Trinity Lutheran Church v. Comer: Government money should not fund churches
UPDATE: The U.S. Supreme Court will hear this case on April 19, 2017.
Preventing taxpayer money from funding churches is a key protection for religious liberty, according to a brief filed at the U.S. Supreme Court by the Baptist Joint Committee for Religious Liberty. The brief makes it clear that the First Amendment does not require state governments to fund houses of worship.
In Trinity Lutheran Church of Columbia, Inc. v. Comer (which was originally known as Trinity Lutheran Church of Columbia, Inc. v. Pauley), a Missouri church is seeking government funds from a state program that awards a limited number of grants for playground improvements. The federal and state constitutions prohibit any government establishment of religion, and the Missouri Constitution clearly states that no money taken from the “public treasury, directly or indirectly” can be used “in aid of any church, sect or denomination of religion.”
“Houses of worship and the government have separate funding sources, and they have different roles and responsibilities,” said Holly Hollman, general counsel of the Baptist Joint Committee. “Restrictions on aid to religious institutions are not suspect, but they are an effective means to protect religious liberty and the separation of church and state.”
“Although our constitutional tradition allows for limited government funding for some activities of religiously affiliated nonprofits, churches are treated differently, and that’s good for churches,” Hollman continued. “All houses of worship receive special legal status to protect their autonomy and religious liberty.”
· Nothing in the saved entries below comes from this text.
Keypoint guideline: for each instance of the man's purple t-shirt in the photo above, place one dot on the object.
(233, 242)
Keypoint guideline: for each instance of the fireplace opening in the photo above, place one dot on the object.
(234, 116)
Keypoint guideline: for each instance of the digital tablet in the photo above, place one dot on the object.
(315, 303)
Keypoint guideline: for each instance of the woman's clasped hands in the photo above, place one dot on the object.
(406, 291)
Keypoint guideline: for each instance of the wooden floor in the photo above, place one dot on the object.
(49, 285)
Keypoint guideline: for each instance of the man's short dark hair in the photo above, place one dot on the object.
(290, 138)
The BJC brief reviews the Founders’ fight to avoid tax support for churches in the United States. “The historical fight for disestablishment, led by Baptists and other religious dissenters, is well documented,” the brief states. “Disestablishment ensured that churches would not be funded through the coercive power of the state, but through the voluntary offerings of adherents, thus providing a constraint on government and a measure of religious liberty for individuals — to fund or refuse to fund religious institutions — that had long been denied.”
Missouri categorically excluded churches from participating in its playground resurfacing program, and the BJC brief says doing so is firmly rooted in the state constitution. “It allows the state to avoid the risk of funding religion or policing the line between religious and nonreligious activity on church facilities,” the brief states.
The church claims it should be eligible for government funding because the playground materials are secular, but “[c]hurch-owned and operated facilities are not readily segregated between religious use and secular use devoid of religious import,” according to the brief. The extent to which a ministry is funded through offerings or other church-related income sources is a matter of church autonomy, and judicial attempts to regulate or distinguish a church’s religious activities from its secular activities compromises that autonomy.
“The issue is not whether the playground surface is inherently religious, but it’s whether the state government must fund an upgrade to a church playground despite a state constitutional ban on funding churches,” Hollman said.
BJC Executive Director Brent Walker said the Establishment Clause of the First Amendment simply does not permit outright government funding or grants to churches and other houses of worship. “We do not look to government subsidies to build houses of worship; we should not fund capital improvements that way either,” Walker said.
The Baptist Joint Committee is supported by 15 Baptist organizations, as well as churches and individuals across the country, including in the state of Missouri. The General Synod of the United Church of Christ joined the BJC’s brief in this case.
The Supreme Court was expected to set oral arguments for Trinity Lutheran in the fall of 2016, but the case will be heard April 19, 2017. Return to this page for the latest information.
Click here for the BJC’s news release on the brief.
Visit our litigation page to learn more about our history working in the courts.
In this video, General Counsel Holly Hollman explains the BJC’s amicus brief and why preventing taxpayer money from funding churches is a key protection for religious liberty.
Holly Hollman on SCOTUSblog:
Ban on state funding of churches protects independence
Protecting the unique legal status of churches
Hollman Q&A with Word & Way
Holly Hollman and the Trinity Lutheran case
Note about the name of the case:
When the Supreme Court agreed to hear this case in 2016, it was known as Trinity Lutheran Church of Columbia, Inc., v. Pauley. The name “Pauley” referred to Sara Parker Pauley, the director of the Missouri Department of Natural Resources, which is being sued by the church. Missouri elected a new governor in November 2016, and in January 2017 he appointed a new director to the department: Carol Comer. The case name is now Trinity Lutheran Church of Columbia, Inc., v. Comer, reflecting that change in leadership.